Praxisbeispiel und Besonderheiten
Beispiel: Ein junger Mann postet ein Foto, auf dem er den rechten Arm zum Hitlergruß erhebt. Das öffentliche Verwenden dieses Kennzeichens ist nach § 86a StGB strafbar. Anders kann es liegen, wenn das Bild erkennbar der Kritik, der Satire oder der Aufklärung dient – dann greift die Sozialadäquanzklausel.
Eine Besonderheit ist die Behandlung zum Verwechseln ähnlicher Kennzeichen und abgewandelter Symbole: Auch leicht veränderte Zeichen können erfasst sein, wenn sie das verbotene Original heraufbeschwören. Gerade bei Jugendlichen und Heranwachsenden fehlt häufig das Bewusstsein der Bedeutung, was den Vorsatz entfallen lassen kann und die Anwendung des Jugendstrafrechts nahelegt.

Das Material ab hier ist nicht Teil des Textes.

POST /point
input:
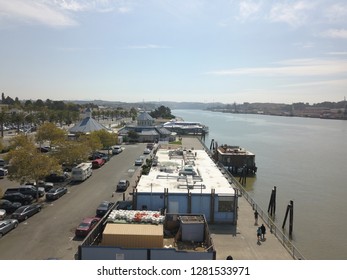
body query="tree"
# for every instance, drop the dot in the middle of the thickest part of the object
(107, 139)
(27, 163)
(18, 119)
(50, 132)
(133, 136)
(3, 120)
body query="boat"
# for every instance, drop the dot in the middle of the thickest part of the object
(236, 159)
(184, 128)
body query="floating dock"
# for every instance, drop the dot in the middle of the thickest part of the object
(236, 159)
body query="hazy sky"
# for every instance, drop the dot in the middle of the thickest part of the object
(183, 50)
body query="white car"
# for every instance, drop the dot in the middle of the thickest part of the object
(139, 162)
(116, 150)
(3, 172)
(147, 151)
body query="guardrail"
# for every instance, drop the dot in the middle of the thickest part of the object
(282, 238)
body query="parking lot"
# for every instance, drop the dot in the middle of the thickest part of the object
(50, 234)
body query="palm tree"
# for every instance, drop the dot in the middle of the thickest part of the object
(3, 120)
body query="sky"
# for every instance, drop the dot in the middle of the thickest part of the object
(174, 50)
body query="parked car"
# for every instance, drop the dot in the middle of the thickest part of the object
(55, 193)
(9, 206)
(146, 151)
(86, 226)
(56, 178)
(68, 167)
(18, 197)
(28, 190)
(45, 185)
(24, 212)
(98, 155)
(7, 225)
(138, 162)
(3, 172)
(116, 150)
(97, 163)
(122, 185)
(103, 208)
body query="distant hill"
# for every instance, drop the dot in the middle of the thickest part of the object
(151, 105)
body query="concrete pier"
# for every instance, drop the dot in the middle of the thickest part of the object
(241, 241)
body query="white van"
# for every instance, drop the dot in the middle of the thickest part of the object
(81, 172)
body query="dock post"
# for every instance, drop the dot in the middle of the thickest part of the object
(290, 211)
(291, 217)
(272, 204)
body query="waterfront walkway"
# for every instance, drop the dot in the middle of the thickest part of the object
(240, 241)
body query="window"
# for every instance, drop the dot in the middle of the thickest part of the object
(225, 204)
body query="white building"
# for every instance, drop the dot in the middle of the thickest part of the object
(204, 191)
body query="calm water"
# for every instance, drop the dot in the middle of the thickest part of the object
(306, 159)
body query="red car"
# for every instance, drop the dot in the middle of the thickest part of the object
(86, 226)
(97, 163)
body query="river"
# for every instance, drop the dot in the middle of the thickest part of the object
(306, 159)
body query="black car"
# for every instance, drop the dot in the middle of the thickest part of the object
(56, 178)
(103, 208)
(9, 206)
(122, 185)
(55, 193)
(24, 212)
(27, 190)
(18, 197)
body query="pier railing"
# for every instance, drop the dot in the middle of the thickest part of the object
(284, 239)
(280, 235)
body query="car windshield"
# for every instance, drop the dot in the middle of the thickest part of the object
(104, 204)
(83, 225)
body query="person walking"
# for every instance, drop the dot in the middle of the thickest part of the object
(263, 231)
(256, 217)
(259, 234)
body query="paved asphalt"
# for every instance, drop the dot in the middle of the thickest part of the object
(50, 233)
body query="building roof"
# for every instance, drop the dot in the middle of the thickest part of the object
(88, 124)
(144, 116)
(167, 174)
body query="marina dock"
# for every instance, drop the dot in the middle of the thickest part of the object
(240, 241)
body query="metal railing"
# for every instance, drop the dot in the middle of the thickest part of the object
(282, 238)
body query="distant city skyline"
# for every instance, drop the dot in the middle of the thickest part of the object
(174, 50)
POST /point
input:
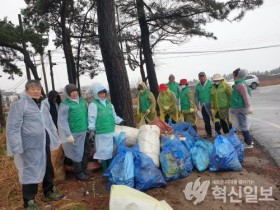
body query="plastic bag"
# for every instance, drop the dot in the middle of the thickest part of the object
(121, 169)
(224, 157)
(125, 198)
(163, 126)
(147, 175)
(201, 153)
(149, 143)
(175, 159)
(239, 147)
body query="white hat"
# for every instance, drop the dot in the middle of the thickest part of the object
(217, 77)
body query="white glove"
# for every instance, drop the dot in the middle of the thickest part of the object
(71, 139)
(250, 110)
(166, 108)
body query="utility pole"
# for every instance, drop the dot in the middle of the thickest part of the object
(44, 74)
(51, 71)
(23, 46)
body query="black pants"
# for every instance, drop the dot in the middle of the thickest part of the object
(29, 191)
(82, 166)
(206, 119)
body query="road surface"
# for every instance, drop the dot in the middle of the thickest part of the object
(265, 122)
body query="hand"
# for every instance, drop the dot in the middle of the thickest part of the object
(71, 139)
(166, 108)
(91, 134)
(250, 110)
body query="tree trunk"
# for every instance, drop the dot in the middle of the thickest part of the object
(113, 61)
(145, 40)
(67, 48)
(2, 116)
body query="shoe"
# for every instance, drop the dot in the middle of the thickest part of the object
(55, 195)
(247, 146)
(32, 205)
(82, 176)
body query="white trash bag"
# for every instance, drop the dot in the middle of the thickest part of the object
(149, 142)
(125, 198)
(131, 134)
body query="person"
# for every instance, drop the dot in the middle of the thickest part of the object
(174, 87)
(187, 103)
(240, 104)
(54, 101)
(101, 121)
(31, 134)
(167, 104)
(147, 102)
(220, 103)
(72, 127)
(203, 101)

Hinweis: Diese Ausführungen sind allgemeiner Natur und ersetzen keine Beratung im Einzelfall.
Häufig gestellte Fragen
Ist der Hitlergruß immer strafbar?
Bei öffentlicher Verwendung in der Regel ja, außer eine gesetzliche Ausnahme wie Kunst, Wissenschaft oder Aufklärung greift.
Was gilt für historische oder Bildungszwecke?
Die Sozialadäquanzklausel kann die Strafbarkeit ausschließen, wenn die Verwendung der Aufklärung, Forschung oder Berichterstattung dient.
Welche Strafe droht?
Bis zu drei Jahre Freiheitsstrafe oder Geldstrafe; bei jungen Betroffenen gegebenenfalls Jugendstrafrecht.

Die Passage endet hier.